Claudio Úbeda habló públicamente por primera vez luego de su salida como director técnico de Boca Juniors y defendió el trabajo realizado durante su gestión. Aunque reconoció el dolor que le provocó el final de su ciclo, rechazó las críticas que calificaron su paso por el club como un fracaso y remarcó que el equipo mostró aspectos positivos que quedaron opacados por la eliminación en la Copa Libertadores.
El entrenador, de 56 años, se refirió a la decisión adoptada por la dirigencia tras la caída en los octavos de final del certamen continental, un resultado que terminó marcando su salida del banco xeneize.
“Las condiciones en que pasó nos duelen, sabíamos que teníamos muchas posibilidades y condiciones para seguir avanzando”, expresó durante una entrevista radial.
Úbeda admitió que comprendía la exigencia que implica conducir a Boca, donde los resultados suelen condicionar cualquier análisis. En ese sentido, señaló que el contexto hizo inevitable el desenlace.
“En el Mundo Boca el resultado que se necesita permanentemente es ganar. Entendemos las reglas del juego y es lógico que se desencadene una situación así”, sostuvo.
El ex entrenador también dejó en claro que su intención era continuar al frente del plantel y profundizar el proceso iniciado tras asumir el cargo.
“Sí, quería quedarme. Tenía el deseo de pertenecer a ese grupo, estar con los jugadores y la gente que rodea el Mundo Boca, y seguir evolucionando como equipo”, afirmó.
A su criterio, el balance de la etapa no puede reducirse únicamente a la eliminación copera. Por eso consideró que hubo avances deportivos que no fueron valorados debido al resultado final.
“Los resultados finales terminan tapando muchas cosas buenas que ocurrieron y te hacen ver que el desenlace iba a ser ese”, manifestó.
Lejos de aceptar la palabra fracaso para describir su experiencia, Úbeda defendió el esfuerzo realizado por el cuerpo técnico y los futbolistas durante toda la temporada.
“No fue un fracaso. Fracasar es no intentar y nosotros lo hicimos hasta el final”, remarcó.
Entre los argumentos que utilizó para respaldar su gestión mencionó la racha de encuentros sin derrotas y las victorias obtenidas en los clásicos.
“Ganamos los dos clásicos y estuvimos como 14 partidos sin perder. En Boca no alcanza solo con eso. Lamentablemente te quedás siempre con la foto final y es entendible que la gente se enoje”, indicó.
El entrenador también destacó la relación construida con el plantel profesional. Según explicó, durante todo el proceso existió diálogo permanente y los conflictos que surgieron fueron resueltos puertas adentro.
“La relación con los jugadores fue extraordinaria durante todo el proceso. Hubo un ida y vuelta muy bueno”, aseguró.
Dentro de ese grupo resaltó especialmente el papel desempeñado por el capitán Leandro Paredes, a quien definió como un referente importante dentro del vestuario y una influencia positiva para sus compañeros.
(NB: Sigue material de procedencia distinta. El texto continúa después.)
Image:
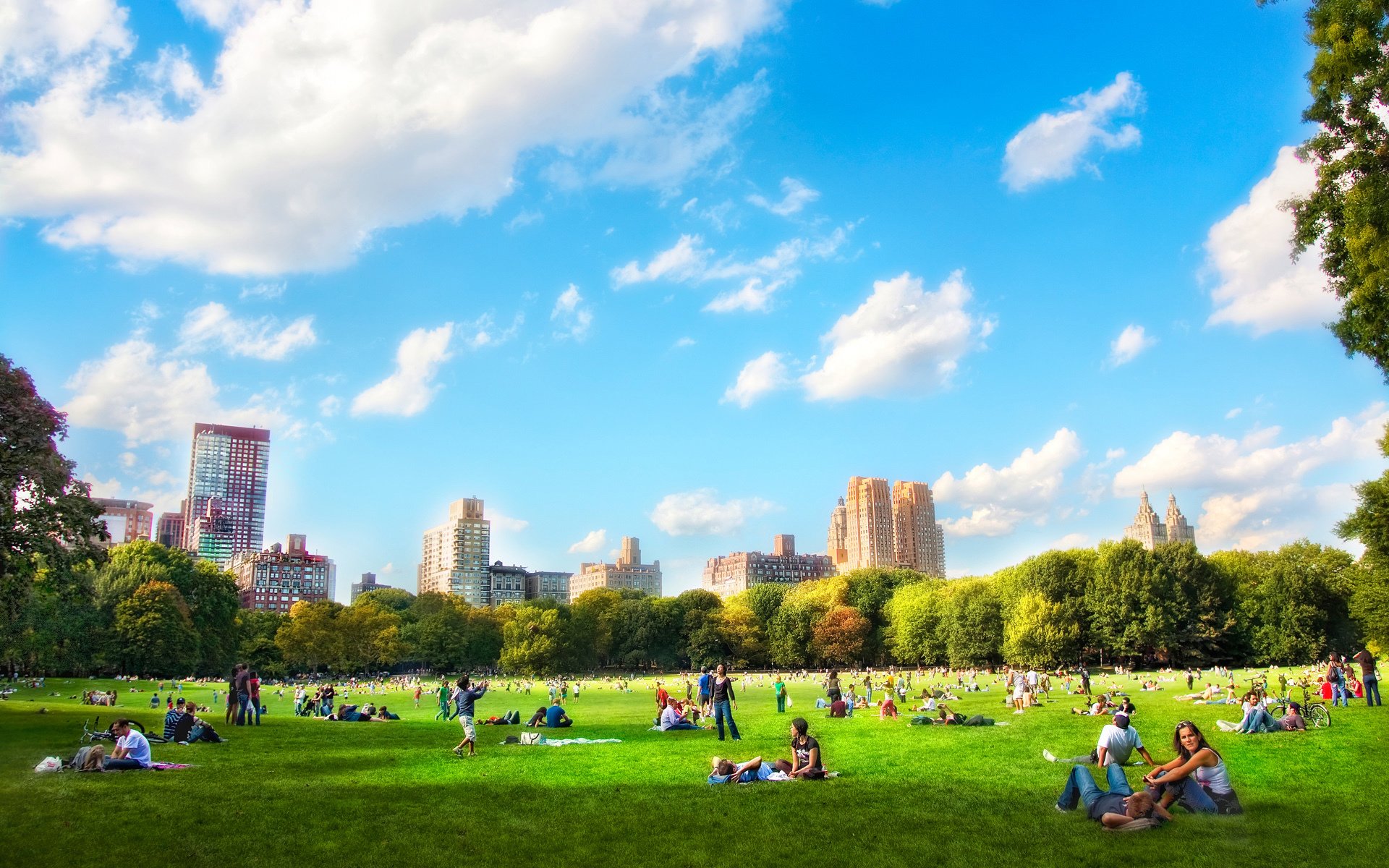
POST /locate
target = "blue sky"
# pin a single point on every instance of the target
(679, 270)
Durante la entrevista también recordó su vínculo con Miguel Ángel Russo, de quien fue colaborador y a quien terminó sucediendo tras su fallecimiento. Reconoció que asumir ese lugar le generó sentimientos encontrados.
“Logré tener una amistad con él y con su familia. Cuando tuve que asumir fue un momento complejo, me generaba remordimiento. Pensaba que estaba ahí gracias a él y quería que estuviera al lado mío para agradecérselo”, confesó.
Respecto de la decisión que puso fin a su ciclo, relató que la comunicación se produjo en una reunión mantenida con el integrante del Consejo de Fútbol Marcelo Delgado.
“Fue una charla muy buena. Me dio los argumentos por los cuales entendía que no íbamos a seguir”, contó.
Según explicó, durante ese encuentro también recibió un reconocimiento por la forma en que se desarrolló el proceso, sin conflictos internos que alteraran el funcionamiento cotidiano del club.
Finalmente, se refirió a su relación con el presidente de Boca, Juan Román Riquelme. Úbeda aseguró que siempre mantuvo conversaciones con el máximo dirigente, aunque negó haber recibido presiones respecto de las decisiones futbolísticas.
“Nunca me impuso que tenía que jugar uno u otro. La decisión siempre fue de Miguel y después fue mía hasta el último partido”, afirmó.
Pese al final anticipado de su etapa en el club, el entrenador consideró que la experiencia adquirida en uno de los equipos más exigentes del continente será un respaldo importante para los desafíos que enfrente en el futuro.
“Esta experiencia da mucho hándicap para lo que viene”, concluyó.